Cube AMS 100 Super HPC Pro review
Cube’s extravagantly-named AMS 100 Super HPC Pro sits towards the cheaper end of the German company’s short-travel line-up, with only the aluminium AMS 100 below it. £2,199 is an impressive price for a full-carbon fibre frame with decent equipment.
Ride & handling: Aggressive riding position lets you put the power down
The Cube is very much in the European head-down cross-country tradition, with steep angles and forward weight distribution. With geometry generally getting ever-slacker, it’s easy to forget that bikes like this work very well in singletrack – you can stay in the middle of the bike, pedal and flick it through corners.
The downside is a nervousness on faster, rougher trails, although the AMS’s stiff frame and decent fork keep things going in the right direction. The rear suspension is best run stiff to avoid blowing through the travel, which keeps the bike feeling taut and lively at the expense of small-bump sensitivity. It’s a convincing off-the-peg race with upgrade potential.
Frame: Full-carbon chassis at a great price
Traditionalists will love the look of the AMS 100. Of all the available full-suspension layouts, a four-bar back end with the shock under the top tube looks most like how you expect a bike to look. There’s another advantage for racers, with room for two sets of bottle bosses inside the main triangle. Despite the almost old-school appearance though, the Cube packs in plenty of construction tech.
A key advantage of carbon fibre is that it’s of sufficiently low density as to allow designers to use lots of it without much of a weight penalty. Cube have taken full advantage of the press-fit bottom bracket shell to push the triangular-section down tube out to the maximum possible width. The gear cables are routed inside the down tube, while the rear brake hose is routed down the outside to save having to detach one end to fit or remove the brake. A stainless steel plate protects the carbon chainstay from any potential chainsuck damage.
Equipment: Decent spec but there’s scope to go lighter with future upgrades
Cube have gone to town with colour co-ordination on the AMS 100, with the yellow and blue frame graphics mirrored on the DT Swiss wheelset and Selle Italia saddle. It’s an eye-catching combination. Look past the colours and you’ll find a well-rounded parts spec based around a 3×10 Shimano SLX/Deore XT transmission mix – XT for the bits you’ll notice (cranks and rear mech), SLX for the rest. You can’t really go wrong with SLX and XT.

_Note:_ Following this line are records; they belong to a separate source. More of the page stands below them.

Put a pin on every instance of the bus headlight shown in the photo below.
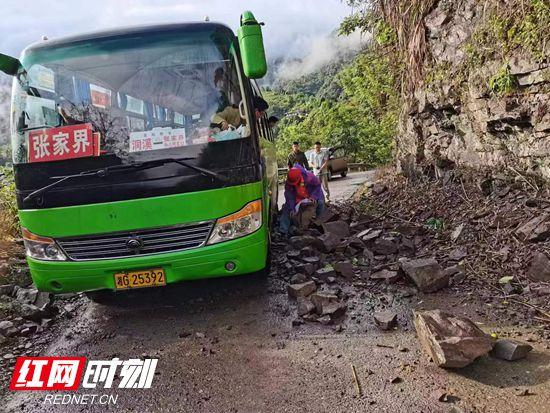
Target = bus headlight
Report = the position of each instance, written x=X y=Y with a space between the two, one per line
x=239 y=224
x=42 y=248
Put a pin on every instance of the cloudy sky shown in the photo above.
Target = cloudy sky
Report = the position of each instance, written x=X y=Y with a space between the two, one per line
x=291 y=25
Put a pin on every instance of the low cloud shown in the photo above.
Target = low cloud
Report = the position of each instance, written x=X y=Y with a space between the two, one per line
x=290 y=25
x=321 y=51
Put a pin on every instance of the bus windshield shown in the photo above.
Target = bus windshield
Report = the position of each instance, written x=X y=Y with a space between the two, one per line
x=135 y=97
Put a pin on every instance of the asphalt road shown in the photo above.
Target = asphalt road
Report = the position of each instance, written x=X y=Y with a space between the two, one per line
x=230 y=345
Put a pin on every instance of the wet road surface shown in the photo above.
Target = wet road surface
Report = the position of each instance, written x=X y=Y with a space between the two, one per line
x=229 y=345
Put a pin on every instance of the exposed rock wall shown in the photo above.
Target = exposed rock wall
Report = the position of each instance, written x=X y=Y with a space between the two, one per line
x=454 y=118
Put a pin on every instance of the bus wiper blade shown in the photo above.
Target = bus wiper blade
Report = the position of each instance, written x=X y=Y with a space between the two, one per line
x=181 y=161
x=60 y=180
x=34 y=128
x=103 y=172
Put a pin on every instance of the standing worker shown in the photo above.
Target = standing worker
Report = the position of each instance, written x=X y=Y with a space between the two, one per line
x=297 y=156
x=318 y=160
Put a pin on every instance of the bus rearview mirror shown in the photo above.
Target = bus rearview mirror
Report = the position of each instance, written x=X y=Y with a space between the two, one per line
x=252 y=46
x=9 y=65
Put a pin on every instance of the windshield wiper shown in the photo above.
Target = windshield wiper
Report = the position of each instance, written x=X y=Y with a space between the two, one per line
x=35 y=128
x=103 y=172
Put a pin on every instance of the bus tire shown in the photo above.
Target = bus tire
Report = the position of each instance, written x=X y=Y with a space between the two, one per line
x=264 y=272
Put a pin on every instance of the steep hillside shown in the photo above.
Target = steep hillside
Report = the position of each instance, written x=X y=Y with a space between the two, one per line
x=475 y=81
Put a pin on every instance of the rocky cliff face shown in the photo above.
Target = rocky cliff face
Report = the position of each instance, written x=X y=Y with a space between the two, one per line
x=490 y=113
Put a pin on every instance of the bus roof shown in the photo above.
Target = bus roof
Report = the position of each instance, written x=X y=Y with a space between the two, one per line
x=128 y=32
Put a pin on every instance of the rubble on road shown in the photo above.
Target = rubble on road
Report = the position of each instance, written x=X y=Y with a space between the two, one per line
x=301 y=290
x=386 y=320
x=427 y=274
x=451 y=341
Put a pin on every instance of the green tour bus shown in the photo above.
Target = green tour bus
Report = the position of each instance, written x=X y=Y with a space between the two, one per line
x=141 y=156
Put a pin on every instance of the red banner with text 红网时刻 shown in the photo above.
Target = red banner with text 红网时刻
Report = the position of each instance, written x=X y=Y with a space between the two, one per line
x=66 y=142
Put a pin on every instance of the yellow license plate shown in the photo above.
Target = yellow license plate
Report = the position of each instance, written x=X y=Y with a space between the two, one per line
x=140 y=279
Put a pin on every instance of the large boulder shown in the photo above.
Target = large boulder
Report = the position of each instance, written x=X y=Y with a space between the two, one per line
x=329 y=242
x=426 y=273
x=451 y=341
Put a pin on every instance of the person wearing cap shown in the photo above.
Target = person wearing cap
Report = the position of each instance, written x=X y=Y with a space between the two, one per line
x=232 y=116
x=297 y=156
x=318 y=159
x=304 y=198
x=272 y=121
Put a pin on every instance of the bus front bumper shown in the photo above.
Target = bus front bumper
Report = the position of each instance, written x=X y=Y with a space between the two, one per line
x=248 y=253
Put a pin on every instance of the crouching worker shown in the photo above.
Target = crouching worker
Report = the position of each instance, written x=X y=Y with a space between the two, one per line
x=304 y=200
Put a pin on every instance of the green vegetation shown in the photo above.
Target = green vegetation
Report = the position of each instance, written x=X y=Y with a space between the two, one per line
x=520 y=24
x=361 y=115
x=503 y=81
x=354 y=105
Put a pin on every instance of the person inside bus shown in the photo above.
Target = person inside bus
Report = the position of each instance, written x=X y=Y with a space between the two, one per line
x=231 y=116
x=221 y=84
x=297 y=156
x=304 y=199
x=272 y=122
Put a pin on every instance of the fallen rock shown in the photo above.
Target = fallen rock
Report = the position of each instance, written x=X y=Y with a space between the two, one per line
x=33 y=313
x=372 y=235
x=510 y=350
x=540 y=268
x=535 y=230
x=386 y=320
x=6 y=289
x=324 y=273
x=315 y=261
x=25 y=295
x=458 y=254
x=327 y=303
x=305 y=306
x=339 y=229
x=427 y=274
x=451 y=341
x=306 y=268
x=302 y=289
x=344 y=269
x=387 y=276
x=327 y=215
x=385 y=246
x=329 y=242
x=7 y=328
x=379 y=189
x=301 y=241
x=298 y=279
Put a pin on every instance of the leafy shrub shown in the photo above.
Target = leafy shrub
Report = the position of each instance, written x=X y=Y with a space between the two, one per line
x=503 y=82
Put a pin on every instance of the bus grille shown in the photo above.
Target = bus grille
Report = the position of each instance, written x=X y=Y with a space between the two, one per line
x=136 y=243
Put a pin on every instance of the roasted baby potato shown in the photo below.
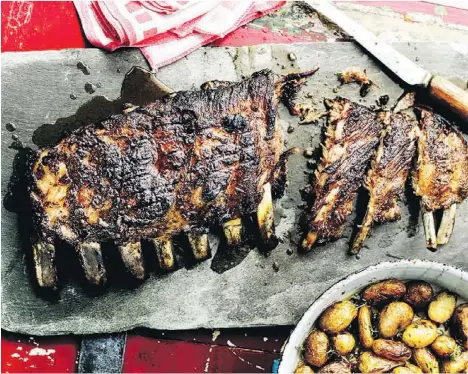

A RockShox Reba RL fork graces the front end, complete with remote lockout lever. DT Swiss wheels are shod with voluminous 2.25in Schwalbe Rocket Ron tyres. They’re the high-spec Evo tubeless-ready versions too, which is good to see. Formula RX brakes do the stopping while the finishing kit features a Syntace cockpit (plus rather bulky foam lock-on grips) and Cube’s own RFR seatpost.